Les souvenirs, les anecdotes, les documents personnels, mais aussi les parcours choisis et commentés sont autant d’expériences initiatiques pour "les étrangers" que sont souvent les concepteurs d’un hyperpaysage. C’est ainsi que l’on peut rencontrer des amoureux du paysage qui donnent l’impression d’avoir une relation fusionnelle avec lui. Modifier ou, pire, abîmer un morceau du lieu les attriste profondément. Ce sont aussi des récits de blessures, de combats, de luttes territoriales, de conquêtes et de défaites qui peuvent être rapportés.

Ce type d’expérience paraît fondamental pour les élèves. S’amarrer à un paysage par l’intermédiaire de quelqu’un qui le vit profondément marque le fait que l’identité se construit grâce aux autres, dans un processus complexe d’identification/distanciation, individuelle et collective. C’est aussi faire comprendre par le ressenti que l’avenir des paysages est d’abord une question d’attaches affectives et de valeurs, dont la défense passe par la capacité à intervenir dans un rapport de forces.

Travail de prise de conscience d’abord, d’analyse critique ensuite.
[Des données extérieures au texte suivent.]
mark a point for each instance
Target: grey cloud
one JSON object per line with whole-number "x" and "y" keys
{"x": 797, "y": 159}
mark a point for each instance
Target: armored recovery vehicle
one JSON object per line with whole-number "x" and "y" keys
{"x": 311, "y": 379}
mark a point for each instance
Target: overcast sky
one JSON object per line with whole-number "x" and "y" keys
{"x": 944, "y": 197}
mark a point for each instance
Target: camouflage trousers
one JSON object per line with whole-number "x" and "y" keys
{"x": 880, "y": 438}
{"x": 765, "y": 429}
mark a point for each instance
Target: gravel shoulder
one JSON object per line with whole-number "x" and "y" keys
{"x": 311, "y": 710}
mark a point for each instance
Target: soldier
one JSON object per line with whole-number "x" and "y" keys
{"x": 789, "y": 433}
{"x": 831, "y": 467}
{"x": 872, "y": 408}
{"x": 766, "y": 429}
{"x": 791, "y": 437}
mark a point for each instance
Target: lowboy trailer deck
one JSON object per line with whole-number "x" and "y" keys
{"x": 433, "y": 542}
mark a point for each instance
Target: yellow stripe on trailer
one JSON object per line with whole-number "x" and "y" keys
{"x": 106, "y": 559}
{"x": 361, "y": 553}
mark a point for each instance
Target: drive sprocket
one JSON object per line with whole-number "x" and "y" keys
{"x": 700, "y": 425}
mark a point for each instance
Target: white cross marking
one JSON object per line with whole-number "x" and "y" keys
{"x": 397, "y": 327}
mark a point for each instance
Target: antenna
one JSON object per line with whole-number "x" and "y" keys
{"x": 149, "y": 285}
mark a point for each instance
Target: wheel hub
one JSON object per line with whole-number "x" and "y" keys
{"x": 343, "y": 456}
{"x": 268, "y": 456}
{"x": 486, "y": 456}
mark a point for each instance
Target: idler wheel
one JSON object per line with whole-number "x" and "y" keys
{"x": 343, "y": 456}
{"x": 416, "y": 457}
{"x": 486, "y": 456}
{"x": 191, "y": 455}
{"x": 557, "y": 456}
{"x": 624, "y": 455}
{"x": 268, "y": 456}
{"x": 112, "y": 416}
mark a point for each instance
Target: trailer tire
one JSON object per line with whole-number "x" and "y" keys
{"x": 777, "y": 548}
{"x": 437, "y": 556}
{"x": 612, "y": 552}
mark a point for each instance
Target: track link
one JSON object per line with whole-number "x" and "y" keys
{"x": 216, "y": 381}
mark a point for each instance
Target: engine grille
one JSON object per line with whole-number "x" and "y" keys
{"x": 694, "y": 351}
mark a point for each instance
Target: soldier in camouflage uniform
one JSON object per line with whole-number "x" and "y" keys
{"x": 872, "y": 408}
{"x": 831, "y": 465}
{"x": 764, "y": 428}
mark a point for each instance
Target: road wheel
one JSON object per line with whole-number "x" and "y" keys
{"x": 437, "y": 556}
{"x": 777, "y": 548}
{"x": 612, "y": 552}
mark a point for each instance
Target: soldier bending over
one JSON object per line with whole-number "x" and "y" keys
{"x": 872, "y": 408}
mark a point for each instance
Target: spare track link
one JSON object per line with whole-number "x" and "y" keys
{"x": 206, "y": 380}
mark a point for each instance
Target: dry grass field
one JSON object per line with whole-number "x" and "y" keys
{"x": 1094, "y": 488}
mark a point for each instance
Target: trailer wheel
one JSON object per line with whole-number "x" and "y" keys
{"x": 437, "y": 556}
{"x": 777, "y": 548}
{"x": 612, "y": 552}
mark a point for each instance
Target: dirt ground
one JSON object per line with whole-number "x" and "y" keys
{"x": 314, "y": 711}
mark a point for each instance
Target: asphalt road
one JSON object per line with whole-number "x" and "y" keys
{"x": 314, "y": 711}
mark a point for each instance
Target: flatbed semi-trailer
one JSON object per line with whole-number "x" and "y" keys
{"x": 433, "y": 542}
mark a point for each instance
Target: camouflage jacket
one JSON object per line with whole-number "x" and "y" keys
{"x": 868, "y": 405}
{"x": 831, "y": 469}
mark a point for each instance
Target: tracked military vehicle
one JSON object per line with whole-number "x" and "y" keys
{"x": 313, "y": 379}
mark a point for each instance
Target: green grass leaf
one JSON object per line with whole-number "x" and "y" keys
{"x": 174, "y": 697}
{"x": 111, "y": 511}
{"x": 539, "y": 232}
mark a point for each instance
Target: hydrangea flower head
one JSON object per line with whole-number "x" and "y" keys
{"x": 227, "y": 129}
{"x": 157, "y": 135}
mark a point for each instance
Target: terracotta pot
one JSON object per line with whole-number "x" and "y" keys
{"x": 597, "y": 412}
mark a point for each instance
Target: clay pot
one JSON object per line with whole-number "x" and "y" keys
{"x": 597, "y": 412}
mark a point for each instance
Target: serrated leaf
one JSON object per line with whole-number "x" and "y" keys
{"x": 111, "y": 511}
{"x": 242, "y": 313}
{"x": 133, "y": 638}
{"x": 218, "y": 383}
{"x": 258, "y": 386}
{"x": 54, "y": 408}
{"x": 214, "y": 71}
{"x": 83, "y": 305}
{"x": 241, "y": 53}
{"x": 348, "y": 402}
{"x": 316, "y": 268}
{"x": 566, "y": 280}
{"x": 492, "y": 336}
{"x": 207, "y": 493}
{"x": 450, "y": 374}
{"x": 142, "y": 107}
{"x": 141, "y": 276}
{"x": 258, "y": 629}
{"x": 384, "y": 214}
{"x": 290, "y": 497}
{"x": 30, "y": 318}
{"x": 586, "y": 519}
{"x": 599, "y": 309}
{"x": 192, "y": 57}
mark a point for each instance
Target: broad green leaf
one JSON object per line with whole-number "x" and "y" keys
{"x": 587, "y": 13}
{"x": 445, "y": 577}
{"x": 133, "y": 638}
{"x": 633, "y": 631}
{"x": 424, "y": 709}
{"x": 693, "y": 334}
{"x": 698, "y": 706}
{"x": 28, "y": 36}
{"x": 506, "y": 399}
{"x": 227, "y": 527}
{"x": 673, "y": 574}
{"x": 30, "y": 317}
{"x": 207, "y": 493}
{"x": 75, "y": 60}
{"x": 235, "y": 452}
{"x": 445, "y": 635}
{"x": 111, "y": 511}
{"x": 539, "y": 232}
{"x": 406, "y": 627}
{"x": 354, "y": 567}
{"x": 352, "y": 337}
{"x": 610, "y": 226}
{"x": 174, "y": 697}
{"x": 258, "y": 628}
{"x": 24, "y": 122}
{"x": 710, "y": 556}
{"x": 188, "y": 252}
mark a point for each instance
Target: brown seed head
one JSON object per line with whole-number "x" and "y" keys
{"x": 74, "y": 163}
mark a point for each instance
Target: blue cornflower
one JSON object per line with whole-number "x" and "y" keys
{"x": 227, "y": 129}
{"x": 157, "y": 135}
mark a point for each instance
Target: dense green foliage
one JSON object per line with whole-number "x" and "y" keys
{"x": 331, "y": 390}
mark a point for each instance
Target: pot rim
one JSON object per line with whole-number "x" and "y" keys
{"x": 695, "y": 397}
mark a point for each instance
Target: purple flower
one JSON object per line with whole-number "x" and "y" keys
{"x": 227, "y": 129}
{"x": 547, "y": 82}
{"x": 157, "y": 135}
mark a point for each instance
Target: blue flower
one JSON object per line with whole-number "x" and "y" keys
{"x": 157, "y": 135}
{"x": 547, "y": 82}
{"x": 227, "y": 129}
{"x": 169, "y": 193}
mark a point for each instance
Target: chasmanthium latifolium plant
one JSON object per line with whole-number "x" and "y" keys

Les images de paysages de notre ville, village, région, pays ou même planète sont-elles stéréotypées ou "authentiques" ? Correspondent-elles à notre vécu ou nous rendent-elles étrangers à nos territoires ? (Bédard, 2002, p. 332)

Références

Bédard M., 2002. Géosymbolique et iconosphère bourgignonnes, in Le paysage par-delà la norme, Cahiers de géographie du Québec, vol. 46, n° 129, Québec, Université Laval, pp. 323-344.

Lazzarotti O., 2002. Le paysage, une fixation ?, Cahiers de géographie du Québec, vol. 46, n° 129, Université de Laval, pp. 299-322.

Partoune C., 2004. Un modèle pédagogique global pour une approche du paysage fondée sur les nouvelles technologies de l’information et de la communication, thèse de doctorat, Université de Liège.

Pinchemel P., 1987. Lire les paysages, Paris, Documentation française et CNDP, coll. Documentation photographique, vol. 6088.